Some artists spend years looking for that career song and never find it. McGraw found his the day he set foot in Nashville, but wouldn’t know it for another five years. One of the people he met the first day in town was songwriter Tommy Barnes, who played him some of his songs, including Indian Outlaw. Tim thought it was a great song and started doing it at his live shows, but had to fight hard with the people at Curb for the song to be included on his second album, NOT A MOMENT TOO SOON.

“We knew how well the song was going down out on the road,” he explains. “The people at the label didn’t. All they kept saying was it sounded dated. But I insisted that we put it on the album because he had folks out there asking for that Indian song.”
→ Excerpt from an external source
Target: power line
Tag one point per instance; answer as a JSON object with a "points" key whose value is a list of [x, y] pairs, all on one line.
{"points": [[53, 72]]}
The rest is history. Though the song created some controversy amongst Native American Indians, most saw it as a light-hearted fun song that has since become a line-dancing favourite. Indian Outlaw became the first of McGraw’s number one country hits and crossed over into the American pop charts.

Since that initial success, he has demonstrated versatility on his albums as his musical influences have shown through. Light-hearted ditties such as I Like It, I Love It, Down On The Farm and Refried Dreams have gained him a huge following, but it is on the ballads like Don’t Take The Girl and Can’t Be Really Gone that McGraw shows real depth and artistry.
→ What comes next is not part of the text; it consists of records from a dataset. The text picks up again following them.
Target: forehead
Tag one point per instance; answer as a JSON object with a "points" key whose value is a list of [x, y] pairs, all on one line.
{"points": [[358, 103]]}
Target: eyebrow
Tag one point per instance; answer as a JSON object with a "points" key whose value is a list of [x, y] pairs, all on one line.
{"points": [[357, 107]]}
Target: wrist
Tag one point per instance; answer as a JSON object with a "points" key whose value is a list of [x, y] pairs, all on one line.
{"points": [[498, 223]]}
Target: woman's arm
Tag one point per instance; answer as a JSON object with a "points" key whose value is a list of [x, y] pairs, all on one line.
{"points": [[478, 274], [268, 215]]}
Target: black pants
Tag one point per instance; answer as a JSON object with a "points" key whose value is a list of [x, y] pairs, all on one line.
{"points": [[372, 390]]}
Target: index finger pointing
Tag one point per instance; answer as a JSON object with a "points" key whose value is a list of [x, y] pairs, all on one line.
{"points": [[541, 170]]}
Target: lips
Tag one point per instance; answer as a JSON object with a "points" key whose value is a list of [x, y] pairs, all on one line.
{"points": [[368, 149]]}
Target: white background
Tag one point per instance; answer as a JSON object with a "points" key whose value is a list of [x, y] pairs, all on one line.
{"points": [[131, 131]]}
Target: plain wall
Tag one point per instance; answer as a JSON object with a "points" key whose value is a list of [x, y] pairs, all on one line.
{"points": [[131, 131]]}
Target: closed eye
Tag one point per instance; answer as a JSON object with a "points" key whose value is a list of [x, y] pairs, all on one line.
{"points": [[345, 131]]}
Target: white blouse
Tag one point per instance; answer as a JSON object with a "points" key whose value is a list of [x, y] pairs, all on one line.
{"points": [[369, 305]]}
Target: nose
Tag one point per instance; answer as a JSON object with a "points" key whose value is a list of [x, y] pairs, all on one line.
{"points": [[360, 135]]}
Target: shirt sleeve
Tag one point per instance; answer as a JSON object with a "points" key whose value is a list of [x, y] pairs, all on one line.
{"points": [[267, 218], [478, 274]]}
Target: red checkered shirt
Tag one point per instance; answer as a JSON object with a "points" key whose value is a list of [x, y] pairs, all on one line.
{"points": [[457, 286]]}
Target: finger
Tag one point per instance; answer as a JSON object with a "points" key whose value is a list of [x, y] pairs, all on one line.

He tales the business side of the music seriously. Last year he opened a management company, Breakfast Table Management, that not only handles his career, but also that of Jo Dee Messina. In fact, he co-produced Messina’s debut album, which included the smash hit Heads Carolina, Tails California.

I just love this business,” he says. “I love making music, but I want to do all kinds of things. You've got to be consumed by the music business, if that’s what you want to do for a living, because if you’re not consumed by it, you’re just not going to be successful.”

Success is something that Tim can almost take for granted. The Spontaneous Combustion Tour with Faith Hill in the summer of 1996, was the first CMT sponsored tour in America. The pair visited 100 cities, playing to sold-out venues across the country, and it ended up being one of the five top grossing tours of the year.

“There is nothing like playing live in front of an audience,” Tim asserts. “Even if I didn’t have all this success, I'd still be out there singing and playing.”

Romance blossomed for Tim and Faith Hill while they were on the road together. Faith says that she fell in love with McGraw the day he made a home-cooked meal for her. Tim says he fell in love with Faith the first time their eyes met. They were married last October in a private ceremony in Rayville, Louisiana, although the honeymoon had to be put on the back-burner as the couple resumed their concert tour two days after the wedding. They are now proud parents of daughter Gracie Catherine.

“For me, this is a dream come true,” says Tim. “I’ve always wanted a family, but didn’t really want to settle down until I'd got my career established. To have everything come together this way has been unbelievable.”

He started work on his new album, EVERYWHERE, at the end of last year’s tour, and for the first time took a hand in producing his own sessions with his regular producers Byron Gallimore and James Stroud.

There is a little doubt that the album is Tim’s most fully-realised record so far. There is a new maturity in evidence, both in song material and his vocal work. For the first time he was heavily involved in the song-search process. One of his favourites is the introspective One Of These Days, which he picked up from Marcus Hummon.

“That’s one of those songs everyone can relate to,” he says. “You have experienced it, you have done it, or you have watched it happen. There is also a special meaning in the lyric for every artist that puts their heart and soul out there to be seen and heard.”

Apart from his new family, the most important thing in Tim McGraw’s life is to continue making good country music.

“I take my career seriously,” he says, “because that’s how I make a living. I have to be able to pay all the guys that are on the road with me and the management people and everybody that keeps the office running smoothly. That’s a huge responsibility, so you have to be sure that it’s all being run efficiently.”